External validation on a Murcko scaffold-stratified holdout set (seed=42, never used in training or model selection). The holdout set was expanded from 61 to 107 drugs by integrating observed concentration–time profiles from the Open Systems Pharmacology (OSP) repository, curated literature PK data, and FDA DailyMed labels. Performance is reported using AAFE (Absolute Average Fold Error; Obach et al., 1997):
| Metric | Value | N |
|---|---|---|
| Holdout AAFE (meta-learner) | 2.283 | 107 |
| Holdout %2-fold | 54.2% | 107 |
| In-domain AAFE | 2.100 | 83 |
| Engine-only AAFE | 3.415 | 107 |
| ML-only AAFE | 2.336 | 107 |
The meta-learner adaptively combines mechanistic PBPK simulation with data-driven XGBoost Cmax prediction via LOOCV-calibrated geometric weighting. Weights are compound-type dependent: basic compounds receive a 0.45/0.55 engine/ML split (the PBPK engine adds value for bases), while non-base compounds rely entirely on the ML track (weight stability 82% across LOO folds). In-domain AAFE (N=83) excludes 24 drugs flagged as out-of-applicability-domain (prodrugs, high-MW, extreme lipophilicity) or known extended-release formulation mismatches.
Three drugs were simulated at clinical dosing regimens and compared against FDA-label steady-state Cmax values:
| Drug | Regimen | Predicted Css,max (mg/L) | FDA label Css,max (mg/L) | Fold error |
|---|---|---|---|---|
| Atorvastatin | 40 mg QD | 0.027 | 0.029 | 0.93 |
| Metformin | 500 mg BID | 0.55 | 1.0 | 0.55 |
| Warfarin | 5 mg QD | 0.34 | 1.4 | 0.24 |
Atorvastatin (CYP3A4-mediated, moderate protein binding) was predicted within 7% of the label value. Metformin (renal elimination-dominant, fu ≈ 1.0) and warfarin (fu = 0.01, highly protein-bound) show expected under-prediction consistent with the model’s known limitations in renal clearance modeling and CLint over-prediction for highly bound compounds. Accumulation ratio direction was correct for all three drugs. Steady-state detection operated correctly in all cases.
Bayesian update was validated in two stages: a single-drug functional test, then a multi-drug benchmark across diverse pharmacokinetic profiles.

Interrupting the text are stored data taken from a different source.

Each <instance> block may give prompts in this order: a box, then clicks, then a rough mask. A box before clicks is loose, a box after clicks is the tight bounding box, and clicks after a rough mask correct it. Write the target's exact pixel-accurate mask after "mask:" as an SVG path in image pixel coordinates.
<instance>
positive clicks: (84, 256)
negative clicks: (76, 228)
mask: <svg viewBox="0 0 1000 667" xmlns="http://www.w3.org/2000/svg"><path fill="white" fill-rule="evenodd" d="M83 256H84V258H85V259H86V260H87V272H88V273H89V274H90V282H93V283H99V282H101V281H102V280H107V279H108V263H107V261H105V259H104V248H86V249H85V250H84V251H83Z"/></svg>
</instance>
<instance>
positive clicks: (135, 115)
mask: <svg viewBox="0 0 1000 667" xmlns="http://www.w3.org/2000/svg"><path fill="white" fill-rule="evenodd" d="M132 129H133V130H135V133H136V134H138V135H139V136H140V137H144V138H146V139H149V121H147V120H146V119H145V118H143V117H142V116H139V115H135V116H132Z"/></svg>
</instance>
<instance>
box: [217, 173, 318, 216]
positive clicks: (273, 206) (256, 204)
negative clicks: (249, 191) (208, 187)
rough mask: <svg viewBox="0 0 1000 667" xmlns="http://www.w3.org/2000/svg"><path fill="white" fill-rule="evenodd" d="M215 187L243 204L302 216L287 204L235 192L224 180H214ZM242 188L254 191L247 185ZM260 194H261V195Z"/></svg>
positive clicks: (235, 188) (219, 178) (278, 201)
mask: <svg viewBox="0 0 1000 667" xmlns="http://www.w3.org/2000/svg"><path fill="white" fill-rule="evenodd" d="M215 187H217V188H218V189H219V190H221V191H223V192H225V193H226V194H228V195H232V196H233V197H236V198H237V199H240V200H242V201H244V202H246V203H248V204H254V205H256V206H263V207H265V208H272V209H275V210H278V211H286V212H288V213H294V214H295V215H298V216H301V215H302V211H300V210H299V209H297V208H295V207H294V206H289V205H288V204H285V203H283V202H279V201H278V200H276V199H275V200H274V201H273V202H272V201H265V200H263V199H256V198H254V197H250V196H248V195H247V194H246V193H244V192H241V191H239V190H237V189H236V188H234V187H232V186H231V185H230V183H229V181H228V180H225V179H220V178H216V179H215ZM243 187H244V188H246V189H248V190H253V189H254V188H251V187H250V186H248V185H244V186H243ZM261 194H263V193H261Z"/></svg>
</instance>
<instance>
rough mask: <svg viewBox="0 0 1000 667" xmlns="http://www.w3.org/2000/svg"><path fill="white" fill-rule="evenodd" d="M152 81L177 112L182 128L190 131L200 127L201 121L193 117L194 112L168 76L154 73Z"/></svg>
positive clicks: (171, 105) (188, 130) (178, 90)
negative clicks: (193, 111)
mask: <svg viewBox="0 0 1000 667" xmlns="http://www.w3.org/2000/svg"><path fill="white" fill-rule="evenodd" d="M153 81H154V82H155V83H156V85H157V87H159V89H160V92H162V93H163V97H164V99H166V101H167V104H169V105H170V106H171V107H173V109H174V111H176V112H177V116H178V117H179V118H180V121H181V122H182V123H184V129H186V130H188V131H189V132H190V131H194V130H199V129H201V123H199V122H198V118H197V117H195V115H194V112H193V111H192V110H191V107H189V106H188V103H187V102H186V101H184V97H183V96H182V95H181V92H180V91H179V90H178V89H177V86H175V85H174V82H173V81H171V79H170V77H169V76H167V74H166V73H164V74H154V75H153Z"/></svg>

Single-drug validation (midazolam, 5 mg PO, one observation at t = 1 h, 10% assay CV):
| Metric | Prior | Posterior |
|---|---|---|
| Cmax CV | 44.3% | 19.8% |
| ESS | — | 586.6 (29.3% of 2,000) |
| CV reduction | — | 55.4% |
Multi-drug benchmark (5 holdout drugs, synthetic patient observations scaled from engine C(t) profiles to observed Cmax, 10% log-normal assay noise, seed = 42):
| Drug | Type | 1-obs CV reduction | 2-obs CV reduction | 3-obs CV reduction | 1-obs ESS |
|---|---|---|---|---|---|
| Morphine | base | 76.3% | 77.0% | 74.6% | 428 |
| Amantadine | base | 74.0% | 74.5% | 74.7% | 514 |
| Ketorolac | acid | 87.7% | 92.6% | 90.1% | 2.8 |
| Clozapine | neutral | 68.7% | 76.2% | 76.9% | 482 |
| Rivaroxaban | neutral | 83.8% | 93.3% | 98.3% | 7.1 |
Across all 15 runs (5 drugs × 3 observation scenarios): mean CV reduction 81.2%, mean error reduction 79.8%, 90% CI coverage 67%. A single observation suffices to reduce Cmax CV by 70–88% for drugs where the population prior fold error is below 2.5×. For drugs with larger prior errors (ketorolac, fold error 3.25×) or multi-observation scenarios, effective sample size degrades below 10, indicating particle degeneracy in the importance sampler. Sequential Bayesian methods (ensemble Kalman filter, particle filter) would be required for these cases.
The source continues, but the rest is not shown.